PORT MORESBY - Enam puluh empat mayat ditemukan di dataran tinggi Papua Nugini, kata polisi pada Senin (19/2), yang terbaru dari serangkaian kematian massal terkait kekerasan etnis yang telah berlangsung lama di negara itu.
Setelah peristiwa kekerasan bersenjata di pagi hari, Asisten Komisaris Polisi Samson Kua mengatakan jumlah korban kemungkinan akan bertambah. "Kami yakin masih ada beberapa mayat yang masih berada di semak-semak," katanya.
Pada Minggu, Komisaris Polisi David Manning mengatakan, petugas dan tentara telah mengambil mayat 53 pria. Mereka diyakini dibunuh di dekat kota Wabag, 600 kilometer barat laut ibu kota Port Moresby.
Penyebab pasti kematian tersebut belum jelas, namun polisi mengatakan ada laporan adanya tembakan hebat di daerah tersebut.
Peristiwa tersebut diduga ada kaitannya dengan konflik antara suku Sikin dan Kaekin.
Polisi menerima video dan foto grafis yang mengaku berasal dari tempat kejadian.
Mereka menunjukkan tubuh-tubuh yang ditelanjangi dan berlumuran darah tergeletak di pinggir jalan dan ditumpuk di belakang truk bak terbuka.
Klan-klan dataran tinggi di Papua Nugini selama berabad-abad saling berperang. Namun masuknya senjata otomatis membuat bentrokan menjadi lebih mematikan dan meningkatkan siklus kekerasan.

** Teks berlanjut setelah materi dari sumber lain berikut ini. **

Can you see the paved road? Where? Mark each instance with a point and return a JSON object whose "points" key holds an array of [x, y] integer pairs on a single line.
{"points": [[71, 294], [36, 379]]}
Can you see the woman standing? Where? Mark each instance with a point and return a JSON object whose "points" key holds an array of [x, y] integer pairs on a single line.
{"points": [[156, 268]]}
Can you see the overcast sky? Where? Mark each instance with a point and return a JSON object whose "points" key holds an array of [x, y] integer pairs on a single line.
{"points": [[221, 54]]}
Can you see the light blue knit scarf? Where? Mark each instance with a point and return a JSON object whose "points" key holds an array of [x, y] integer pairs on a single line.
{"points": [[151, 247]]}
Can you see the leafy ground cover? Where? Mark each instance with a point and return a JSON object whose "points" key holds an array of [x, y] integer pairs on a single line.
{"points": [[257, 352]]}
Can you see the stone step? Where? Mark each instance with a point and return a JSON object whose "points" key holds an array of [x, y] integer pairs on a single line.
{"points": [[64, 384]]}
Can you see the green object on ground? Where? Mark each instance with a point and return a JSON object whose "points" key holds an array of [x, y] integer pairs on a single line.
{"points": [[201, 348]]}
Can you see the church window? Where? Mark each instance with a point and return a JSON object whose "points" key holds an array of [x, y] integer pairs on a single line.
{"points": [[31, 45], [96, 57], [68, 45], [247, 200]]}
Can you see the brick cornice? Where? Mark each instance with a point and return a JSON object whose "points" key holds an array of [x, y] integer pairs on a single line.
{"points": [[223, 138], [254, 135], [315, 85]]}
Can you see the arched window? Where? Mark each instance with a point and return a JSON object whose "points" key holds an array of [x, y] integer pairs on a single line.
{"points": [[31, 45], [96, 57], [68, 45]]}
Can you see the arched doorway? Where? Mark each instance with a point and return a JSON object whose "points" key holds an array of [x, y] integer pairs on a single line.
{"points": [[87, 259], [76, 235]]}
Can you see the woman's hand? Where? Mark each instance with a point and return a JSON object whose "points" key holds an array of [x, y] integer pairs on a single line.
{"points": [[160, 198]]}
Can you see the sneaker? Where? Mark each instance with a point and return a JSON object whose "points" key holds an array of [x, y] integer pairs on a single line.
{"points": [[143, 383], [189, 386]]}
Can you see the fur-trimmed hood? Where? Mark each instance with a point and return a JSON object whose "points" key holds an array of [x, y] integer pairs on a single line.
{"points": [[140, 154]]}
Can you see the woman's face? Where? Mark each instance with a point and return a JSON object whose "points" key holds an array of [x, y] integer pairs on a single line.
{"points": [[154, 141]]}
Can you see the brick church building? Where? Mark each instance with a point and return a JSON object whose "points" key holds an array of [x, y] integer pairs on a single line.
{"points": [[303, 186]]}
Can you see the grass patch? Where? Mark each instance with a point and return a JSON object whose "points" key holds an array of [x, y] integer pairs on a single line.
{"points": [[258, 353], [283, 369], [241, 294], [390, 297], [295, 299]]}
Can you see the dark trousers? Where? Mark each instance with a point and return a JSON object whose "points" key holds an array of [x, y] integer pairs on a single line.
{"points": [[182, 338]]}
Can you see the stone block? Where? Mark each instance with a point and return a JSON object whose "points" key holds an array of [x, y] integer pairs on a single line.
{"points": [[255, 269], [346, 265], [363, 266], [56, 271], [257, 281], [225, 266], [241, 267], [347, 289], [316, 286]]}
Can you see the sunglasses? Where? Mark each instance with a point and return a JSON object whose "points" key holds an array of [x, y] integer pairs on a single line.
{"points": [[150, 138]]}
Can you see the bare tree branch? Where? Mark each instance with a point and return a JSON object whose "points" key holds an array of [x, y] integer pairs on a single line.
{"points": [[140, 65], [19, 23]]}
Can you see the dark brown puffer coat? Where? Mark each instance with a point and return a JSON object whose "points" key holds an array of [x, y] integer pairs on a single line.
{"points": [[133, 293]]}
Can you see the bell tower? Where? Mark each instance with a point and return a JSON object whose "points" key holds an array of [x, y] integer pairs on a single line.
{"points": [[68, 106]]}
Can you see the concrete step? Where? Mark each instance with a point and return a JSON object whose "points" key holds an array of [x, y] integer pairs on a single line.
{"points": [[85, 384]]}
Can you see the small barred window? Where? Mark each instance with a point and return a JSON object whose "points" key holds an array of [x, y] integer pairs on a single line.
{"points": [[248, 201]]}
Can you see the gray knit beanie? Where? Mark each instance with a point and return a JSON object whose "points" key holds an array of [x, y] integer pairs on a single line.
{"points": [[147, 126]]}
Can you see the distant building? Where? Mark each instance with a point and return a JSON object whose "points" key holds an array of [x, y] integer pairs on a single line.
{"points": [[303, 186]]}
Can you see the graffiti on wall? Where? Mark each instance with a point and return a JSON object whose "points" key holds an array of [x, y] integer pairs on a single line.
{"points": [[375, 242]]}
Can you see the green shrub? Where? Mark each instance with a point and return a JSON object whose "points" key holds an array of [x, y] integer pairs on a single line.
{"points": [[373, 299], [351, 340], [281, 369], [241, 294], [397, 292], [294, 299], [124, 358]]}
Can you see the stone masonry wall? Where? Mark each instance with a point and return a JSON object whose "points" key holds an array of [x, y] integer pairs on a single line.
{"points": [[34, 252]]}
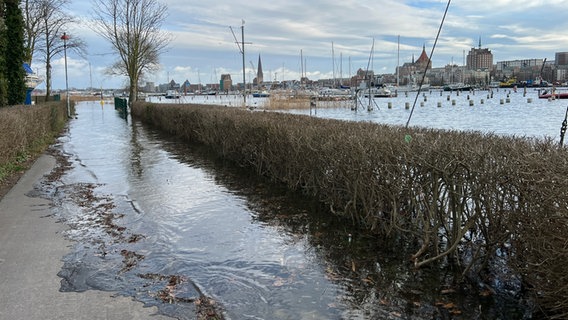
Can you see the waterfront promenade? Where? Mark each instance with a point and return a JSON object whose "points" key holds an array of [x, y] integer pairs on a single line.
{"points": [[31, 249]]}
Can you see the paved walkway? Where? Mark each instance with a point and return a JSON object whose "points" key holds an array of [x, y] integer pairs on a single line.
{"points": [[31, 249]]}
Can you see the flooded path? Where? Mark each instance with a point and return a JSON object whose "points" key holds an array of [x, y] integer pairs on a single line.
{"points": [[174, 227]]}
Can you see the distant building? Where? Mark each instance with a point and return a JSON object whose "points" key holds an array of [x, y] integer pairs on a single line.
{"points": [[479, 59], [561, 59], [226, 82], [409, 72]]}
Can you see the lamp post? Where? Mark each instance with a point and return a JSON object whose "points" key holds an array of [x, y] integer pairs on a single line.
{"points": [[65, 37]]}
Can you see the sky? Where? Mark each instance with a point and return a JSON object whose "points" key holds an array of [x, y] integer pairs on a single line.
{"points": [[331, 38]]}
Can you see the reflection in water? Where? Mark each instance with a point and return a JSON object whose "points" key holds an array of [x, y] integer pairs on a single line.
{"points": [[167, 210]]}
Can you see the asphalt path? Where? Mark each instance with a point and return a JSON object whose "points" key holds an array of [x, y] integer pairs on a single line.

Pemerintah Papua Nugini telah mencoba melakukan mediasi, amnesti dan sejumlah strategi lain untuk mengendalikan kekerasan, namun tidak membuahkan hasil.
Militer telah mengerahkan sekitar 100 tentara ke wilayah tersebut, namun dampaknya terbatas dan pasukan keamanan masih kalah jumlah dan persenjataan.
Pembunuhan sering terjadi di komunitas terpencil, anggota klan melancarkan serangan atau penyergapan sebagai balas dendam atas serangan sebelumnya.
Warga sipil, termasuk wanita hamil dan anak-anak, menjadi sasaran di masa lalu.
Pembunuhan seringkali sangat kejam, korbannya dibacok dengan parang, dibakar, dimutilasi atau disiksa.
Polisi secara pribadi mengeluhkan tidak memiliki sumber daya untuk melakukan pekerjaannya, karena petugas dibayar sangat rendah sehingga sebagian senjata yang sampai ke tangan anggota suku berasal dari kepolisian.
Para penentang pemerintahan Perdana Menteri James Marape pada Senin menyerukan lebih banyak polisi dikerahkan dan menuntut komisaris pasukan mengundurkan diri.
Populasi Papua Nugini meningkat dua kali lipat sejak 1980, menambah tekanan terhadap lahan dan sumber daya serta memperdalam persaingan antar suku.